LegalCrystal Citation
SubjectCriminal
CourtChennai
Decided On
Reported inAIR1928Mad591
AppellantParamasiva Mooppan and ors.
RespondentEmperor
Excerpt:
- .....not been made out inasmuch as there is no finding that the disobedience caused or tended to cause obstruction, annoyance or injury or risk of obstruction, annoyance or injury to any person lawfully employed. there is no finding of either of the courts that the presence of the accused was in any way likely to cause any rioting or was likely to cause obstruction. the learned public prosecutor contends that their presence itself in the disturbed place like that without going away when ordered to go away was sufficient to bring them under section 188. i am unable to uphold this view of the section. if the assembly of the accused was likely to cause obstruction or annoyance to the other party and thereby tended to create a riot, no doubt they would be guilty of an offence under section 188......
Judgment:
ORDER

Devadoss, J.

1. This is an application to revise the judgment of the Joint Magistrate of Kombakonam.
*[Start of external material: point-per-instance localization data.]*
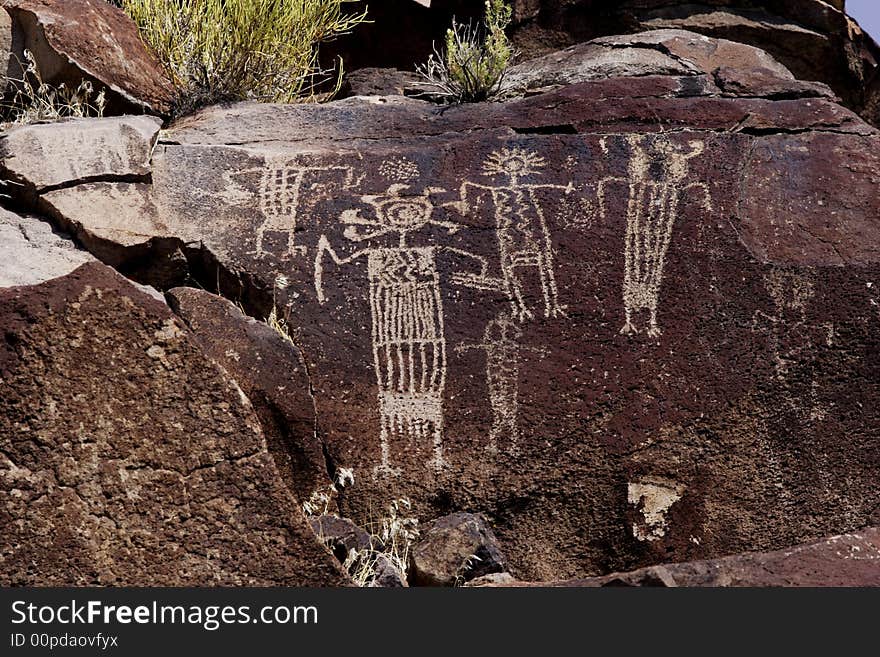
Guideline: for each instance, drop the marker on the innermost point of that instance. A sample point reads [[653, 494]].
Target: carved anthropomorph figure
[[282, 183], [524, 241], [409, 342], [657, 174]]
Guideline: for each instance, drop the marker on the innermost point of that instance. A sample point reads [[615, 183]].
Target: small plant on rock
[[35, 101], [395, 534], [474, 60], [231, 50]]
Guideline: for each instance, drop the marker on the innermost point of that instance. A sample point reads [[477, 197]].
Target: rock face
[[815, 39], [274, 376], [73, 40], [82, 149], [128, 458], [847, 560], [629, 320], [30, 253], [455, 549]]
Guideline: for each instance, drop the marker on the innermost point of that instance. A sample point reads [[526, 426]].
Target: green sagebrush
[[472, 65], [230, 50]]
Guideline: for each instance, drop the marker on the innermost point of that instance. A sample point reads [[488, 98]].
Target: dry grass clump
[[32, 100], [231, 50], [393, 537], [474, 60]]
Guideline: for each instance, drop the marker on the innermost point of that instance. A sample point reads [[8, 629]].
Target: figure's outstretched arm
[[325, 247], [479, 281], [707, 195], [463, 206]]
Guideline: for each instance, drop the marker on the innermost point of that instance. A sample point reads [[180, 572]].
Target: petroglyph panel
[[459, 301], [658, 176]]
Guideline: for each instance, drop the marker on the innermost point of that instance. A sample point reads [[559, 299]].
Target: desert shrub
[[32, 100], [474, 59], [229, 50]]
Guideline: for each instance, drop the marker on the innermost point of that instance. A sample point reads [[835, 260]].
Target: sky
[[867, 13]]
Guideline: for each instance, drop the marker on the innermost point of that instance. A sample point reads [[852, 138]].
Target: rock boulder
[[128, 458], [75, 40], [628, 320]]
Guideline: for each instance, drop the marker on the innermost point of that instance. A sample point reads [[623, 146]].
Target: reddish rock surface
[[846, 560], [628, 320], [815, 39], [128, 458], [274, 376], [90, 39]]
The petitioners have been convicted under Section 188,I. P.C., and sentenced to pay a fine. The prosecution case is that they disobeyed the order duly promulgated by the Magistrate not to assemble in Kapistalam. P.W. 1 says that there was a crowd of 25 in the temple and he told them to go away and that they should not assemble in contravention of the order passed, and most of them left except the accused, 11 in number, who stayed and would not go away. That the order was duly promulgated is proved and that that is a proper order is not disputed. But the contention of Mr. Ethiraj is that the elements of an offence under Section 188 have not been made out inasmuch as there is no finding that the disobedience caused or tended to cause obstruction, annoyance or injury or risk of obstruction, annoyance or injury to any person lawfully employed. There is no finding of either of the Courts that the presence of the accused was in any way likely to cause any rioting or was likely to cause obstruction. The learned Public Prosecutor contends that their presence itself in the disturbed place like that without going away when ordered to go away was sufficient to bring them under Section 188. I am unable to uphold this view of the section. If the assembly of the accused was likely to cause obstruction or annoyance to the other party and thereby tended to create a riot, no doubt they would be guilty of an offence under Section 188. In the absence of a finding to the effect that it was likely to cause or tended to cause any one of the following, that is, obstruction, annoyance or injury or risk of obstruction, annoyance or injury to any person or any one of the things mentioned in Clause 3 they could not be convicted under Section 188. I set aside the conviction and sentence and direct the fines, if paid, to be refunded.